CHRIS BOSSE, DIRECTOR LAVA
Jacob Kleinman: What was your inspiration for the Martian Embassy?
Chris Bosse: The goal is to awaken creativity in kids, so the design aims to fire up the engines of imagination. For inspiration we travelled back to some great stories, think of "Moby Dick," H. G. Wells' "Time Machine" and "2001: A Space Odyssey" by Stanley Kubrick.
Our concept for this first diplomatic mission from inner space is a fusion of a whale, a rocket and a time tunnel. The result is an immersive space of oscillating plywood ribs brought to life by red planet light and sound projections.
It's an intergalactic journey from the embassy at the street entrance, to the shop full of red planet traveller essentials, to the classroom. By the time kids reach the writing classes they have forgotten they are in school.
Using a fluid geometry merging the three program components of embassy, school and shop, a computer model was sliced and 'nested' into buildable components. 1068 pieces of CNC-cut plywood were put together like a giant puzzle. The timber ribs create the space, shelves, seats, benches, storage, counters and displays and continue as strips on the floor. Edged with Martian green, the curvy plywood flows seamlessly so that walls, ceiling and floor become one element. Our architecture is not about decoration, it's about fusing structure, space and architectural expression into one single element.
JK: How does this design represent your style and vision as an architect?

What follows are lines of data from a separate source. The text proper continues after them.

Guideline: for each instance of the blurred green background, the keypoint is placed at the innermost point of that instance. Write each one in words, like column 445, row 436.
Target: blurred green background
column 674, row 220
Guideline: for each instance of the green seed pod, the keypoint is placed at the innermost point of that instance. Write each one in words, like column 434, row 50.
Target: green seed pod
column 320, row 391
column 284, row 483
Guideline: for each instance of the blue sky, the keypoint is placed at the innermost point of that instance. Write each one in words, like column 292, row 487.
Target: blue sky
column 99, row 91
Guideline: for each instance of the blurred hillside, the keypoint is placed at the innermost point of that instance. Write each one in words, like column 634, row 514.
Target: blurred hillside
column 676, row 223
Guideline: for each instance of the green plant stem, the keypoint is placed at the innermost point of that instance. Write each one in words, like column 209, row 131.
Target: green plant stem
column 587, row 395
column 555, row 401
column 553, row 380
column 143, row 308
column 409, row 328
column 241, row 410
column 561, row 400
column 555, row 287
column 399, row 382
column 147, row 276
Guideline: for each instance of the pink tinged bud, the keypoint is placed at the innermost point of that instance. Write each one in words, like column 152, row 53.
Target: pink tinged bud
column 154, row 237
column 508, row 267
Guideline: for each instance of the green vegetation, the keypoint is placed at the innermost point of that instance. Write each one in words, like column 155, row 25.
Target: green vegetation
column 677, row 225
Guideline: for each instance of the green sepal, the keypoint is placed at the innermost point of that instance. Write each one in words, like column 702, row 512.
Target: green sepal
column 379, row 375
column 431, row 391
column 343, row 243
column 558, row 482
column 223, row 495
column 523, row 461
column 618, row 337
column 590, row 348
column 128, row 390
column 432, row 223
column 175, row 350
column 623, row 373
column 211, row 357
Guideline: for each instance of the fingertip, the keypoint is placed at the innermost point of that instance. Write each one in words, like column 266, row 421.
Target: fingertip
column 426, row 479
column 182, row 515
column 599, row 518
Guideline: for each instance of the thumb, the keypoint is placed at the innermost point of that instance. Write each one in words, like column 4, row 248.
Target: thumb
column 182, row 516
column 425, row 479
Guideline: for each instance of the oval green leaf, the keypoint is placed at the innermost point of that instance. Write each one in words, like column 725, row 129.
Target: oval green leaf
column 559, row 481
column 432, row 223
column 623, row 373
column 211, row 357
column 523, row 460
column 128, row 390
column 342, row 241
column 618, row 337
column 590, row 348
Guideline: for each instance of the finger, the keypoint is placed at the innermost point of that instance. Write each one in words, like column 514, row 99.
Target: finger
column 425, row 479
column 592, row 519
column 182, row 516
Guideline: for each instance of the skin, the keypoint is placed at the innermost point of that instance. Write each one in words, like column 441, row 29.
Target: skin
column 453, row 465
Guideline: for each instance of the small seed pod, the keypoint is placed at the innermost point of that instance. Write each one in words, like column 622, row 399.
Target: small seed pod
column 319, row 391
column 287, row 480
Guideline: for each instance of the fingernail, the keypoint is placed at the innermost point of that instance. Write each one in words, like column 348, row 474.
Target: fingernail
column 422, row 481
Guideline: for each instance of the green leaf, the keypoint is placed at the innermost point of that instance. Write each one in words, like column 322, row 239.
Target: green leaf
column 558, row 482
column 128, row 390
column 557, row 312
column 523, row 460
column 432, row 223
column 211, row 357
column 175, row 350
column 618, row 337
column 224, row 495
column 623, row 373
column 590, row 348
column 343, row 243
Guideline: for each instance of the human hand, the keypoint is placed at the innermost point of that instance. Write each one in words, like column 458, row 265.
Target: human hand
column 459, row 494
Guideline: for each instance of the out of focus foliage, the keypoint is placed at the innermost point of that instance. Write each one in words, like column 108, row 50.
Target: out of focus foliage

CB: Our creative process is "Mankind, Nature and Technology." It's a good example of LAVA's practice of combining digital workflow, nature's structural principles and contemporary digital fabrication technologies with the aim of achieving more architecture with less material, energy, time and cost.
At LAVA we believe nature holds all the answers. The geometries in nature create both efficiency and beauty. Naturally evolving systems can create new building typologies and structures. Computation allows you to simulate this natural behavior. It is often misunderstood as superficial mimicry, but the potential is in understanding the principles behind nature, not only the appearance.
While the embassy is a smaller project we apply similar principles to the design of other projects at a much bigger scale. For us it's not the scale of the project but the opportunity to create inventive solutions. From small innovations we can create something great.
JK: How has the Martian Embassy been received by visitors?
CB: It was opened just a week ago. Cath Keenan, co-founding director, told me that the kids are stopped in their tracks, and stand there trying to work out what it looks like. A whale? A dinosaur? A tunnel? A cave? Then they want to know if the products really do come from Mars. I've loved watching how the children inhabit the space, crawl all over it and experience their own worlds within the Martian embassy.
JK: How did you become interested in architecture and design?
CB: I went to kindergarten opposite German architect Frei Otto's Institute for Lightweight Structures in Stuttgart in the 1970s. I remember it looking like a pirate ship from inside with its huge mast and membrane structure. Otto's form-finding experiments for the Munich Olympic Stadium remain a major influence on my thinking.